Scary slides! I assume that's the point but who is your intended audience? It's not as if we, the patients, have much real choice. We have first line treatments until MS gets obviously worse, when we might meet the criteria for more powerful treatments. Theoretically, your cognitive/dementia argument is really convincing but it doesn't hold any relevance in our real world relationships with healthcare providers. Though I think you might be one of them!
I don't particularly like to think of MS as dementia due to the fear it evokes. Rebranding it as such could greatly impact on all sorts of things, employment being one of them. I fear loss of cognitive function as much as loss of mobility, more possibly. As a young adult to be told MSers lose brain volume 6x faster than others is sobering stuff. Denial is not helpful but given many MSers do not have access to decent DMT’s these posts hit home the hopelessness of the situation. Made harder still knowing early effective treatment could prevent it from happening yet we are denied access. You say “we need to adopt treat-2-target of NEDA with the aim of preventing end-organ damage. Anything less is unacceptable. MSologsists now have a responsibility for protecting the brains of their patients”I agree with this statement but how is this possible with the current commissioning guidelines and the focus on physical relapses? I’m sat here in the knowledge my brain is probably withering away as I type yet because I don’t have “active MS” I don’t qualify for treatment that could save it. Can I ask how you are managing to overcome these constraints in your own practice?
What would be the best course of action for treating cognitive impairment?

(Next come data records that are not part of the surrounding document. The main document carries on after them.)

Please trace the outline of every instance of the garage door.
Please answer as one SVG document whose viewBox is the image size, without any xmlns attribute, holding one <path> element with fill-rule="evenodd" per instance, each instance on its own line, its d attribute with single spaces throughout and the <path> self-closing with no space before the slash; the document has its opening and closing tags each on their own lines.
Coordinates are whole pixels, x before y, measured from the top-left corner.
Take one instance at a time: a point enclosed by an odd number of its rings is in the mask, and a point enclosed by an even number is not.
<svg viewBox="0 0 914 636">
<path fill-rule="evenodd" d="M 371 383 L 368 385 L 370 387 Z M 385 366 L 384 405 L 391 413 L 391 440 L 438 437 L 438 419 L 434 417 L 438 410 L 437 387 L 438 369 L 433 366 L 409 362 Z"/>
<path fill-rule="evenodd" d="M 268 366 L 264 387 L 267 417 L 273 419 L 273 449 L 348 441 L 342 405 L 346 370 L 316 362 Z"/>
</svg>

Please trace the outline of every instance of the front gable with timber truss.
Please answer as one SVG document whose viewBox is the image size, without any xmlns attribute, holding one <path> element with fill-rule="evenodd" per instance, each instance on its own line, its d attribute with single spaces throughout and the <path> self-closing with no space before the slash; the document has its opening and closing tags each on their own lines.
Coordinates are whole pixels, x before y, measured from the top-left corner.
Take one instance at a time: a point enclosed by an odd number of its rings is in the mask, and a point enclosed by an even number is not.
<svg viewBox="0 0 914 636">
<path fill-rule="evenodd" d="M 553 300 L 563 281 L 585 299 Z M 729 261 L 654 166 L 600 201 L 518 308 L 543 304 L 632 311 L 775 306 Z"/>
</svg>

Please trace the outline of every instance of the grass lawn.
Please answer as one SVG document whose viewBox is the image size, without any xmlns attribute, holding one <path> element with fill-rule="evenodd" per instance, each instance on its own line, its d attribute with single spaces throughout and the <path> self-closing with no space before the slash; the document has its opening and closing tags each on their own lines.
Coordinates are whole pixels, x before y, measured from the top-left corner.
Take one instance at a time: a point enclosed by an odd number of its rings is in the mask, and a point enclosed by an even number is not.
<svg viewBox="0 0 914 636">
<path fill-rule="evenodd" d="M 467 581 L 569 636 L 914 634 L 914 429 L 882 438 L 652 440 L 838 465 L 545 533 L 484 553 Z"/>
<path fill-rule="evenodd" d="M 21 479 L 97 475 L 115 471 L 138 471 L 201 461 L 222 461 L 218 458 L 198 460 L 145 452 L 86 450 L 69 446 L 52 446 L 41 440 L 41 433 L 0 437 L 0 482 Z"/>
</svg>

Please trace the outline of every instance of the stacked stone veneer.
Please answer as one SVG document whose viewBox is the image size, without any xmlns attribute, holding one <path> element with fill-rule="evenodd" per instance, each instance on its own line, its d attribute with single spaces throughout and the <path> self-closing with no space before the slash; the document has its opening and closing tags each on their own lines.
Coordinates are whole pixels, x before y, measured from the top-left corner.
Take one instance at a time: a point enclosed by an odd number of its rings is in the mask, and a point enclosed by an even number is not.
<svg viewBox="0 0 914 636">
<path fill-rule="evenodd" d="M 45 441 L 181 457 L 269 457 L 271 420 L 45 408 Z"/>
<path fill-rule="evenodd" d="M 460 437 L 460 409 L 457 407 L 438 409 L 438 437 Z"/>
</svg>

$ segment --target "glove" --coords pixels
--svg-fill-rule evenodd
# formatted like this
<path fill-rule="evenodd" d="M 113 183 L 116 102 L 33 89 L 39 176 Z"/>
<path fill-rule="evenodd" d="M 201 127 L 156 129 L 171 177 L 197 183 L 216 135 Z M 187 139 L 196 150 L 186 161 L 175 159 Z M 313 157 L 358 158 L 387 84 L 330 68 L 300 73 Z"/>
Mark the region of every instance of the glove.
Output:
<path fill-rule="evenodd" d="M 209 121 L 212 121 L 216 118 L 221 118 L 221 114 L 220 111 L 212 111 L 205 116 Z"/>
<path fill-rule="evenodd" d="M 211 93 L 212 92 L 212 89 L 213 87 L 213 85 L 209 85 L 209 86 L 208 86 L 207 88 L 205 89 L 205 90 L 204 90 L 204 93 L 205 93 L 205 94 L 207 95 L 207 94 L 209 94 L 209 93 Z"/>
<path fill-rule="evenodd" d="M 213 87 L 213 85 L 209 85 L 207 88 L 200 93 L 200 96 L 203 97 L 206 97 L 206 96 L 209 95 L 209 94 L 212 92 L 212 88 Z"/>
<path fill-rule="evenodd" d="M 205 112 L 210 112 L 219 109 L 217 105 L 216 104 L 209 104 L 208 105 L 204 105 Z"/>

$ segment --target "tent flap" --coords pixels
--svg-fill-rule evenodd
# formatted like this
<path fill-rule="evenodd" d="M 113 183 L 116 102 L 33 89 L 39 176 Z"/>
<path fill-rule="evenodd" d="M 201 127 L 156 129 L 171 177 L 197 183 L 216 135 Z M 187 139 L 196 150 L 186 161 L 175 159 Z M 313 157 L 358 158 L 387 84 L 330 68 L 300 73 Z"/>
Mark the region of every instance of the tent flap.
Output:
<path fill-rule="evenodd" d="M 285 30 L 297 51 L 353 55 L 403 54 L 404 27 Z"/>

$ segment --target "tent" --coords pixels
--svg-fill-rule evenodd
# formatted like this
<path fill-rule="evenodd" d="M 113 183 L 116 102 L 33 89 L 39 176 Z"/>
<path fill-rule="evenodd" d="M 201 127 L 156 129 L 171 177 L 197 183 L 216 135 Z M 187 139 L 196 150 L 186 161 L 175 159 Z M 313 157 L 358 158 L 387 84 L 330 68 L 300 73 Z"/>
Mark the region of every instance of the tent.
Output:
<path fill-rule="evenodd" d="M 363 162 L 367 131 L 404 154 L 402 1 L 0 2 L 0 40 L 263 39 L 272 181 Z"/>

I.e. which treatment would be the most beneficial?In this concrete case I'm not in an apparent relapse and had one documented attack overall which was in the beginning of this year.
This is why I am a proponent of early effective treatment to slow down or stop inflammatory disease activity. The latter may not be sufficient to prevent ongoing damage, which is why we are working on neuroprotective strategies.""If we treat MS early and aggressively I am confident we will prevent dementia."An amazing contradiction.
Re: "An amazing contradiction."Not really, we don't know if early effective anti-inflammatory treatment prevents cognitive decline and/or SPMS. This is why we are working on neuroprotective therapies. It may turn-out that early and aggressive anti-inflammatory treatment is sufficient or we need both; i.e. early and aggressive anti-inflammatory treatment in combination with a neuroprotective therapy.
I think I may have asked this before. What is cognitive impairment in MS? How is it defined? How can we recognise we have it? How can we have early treatment if I'm not sure what it is? Apologies for my ignorance.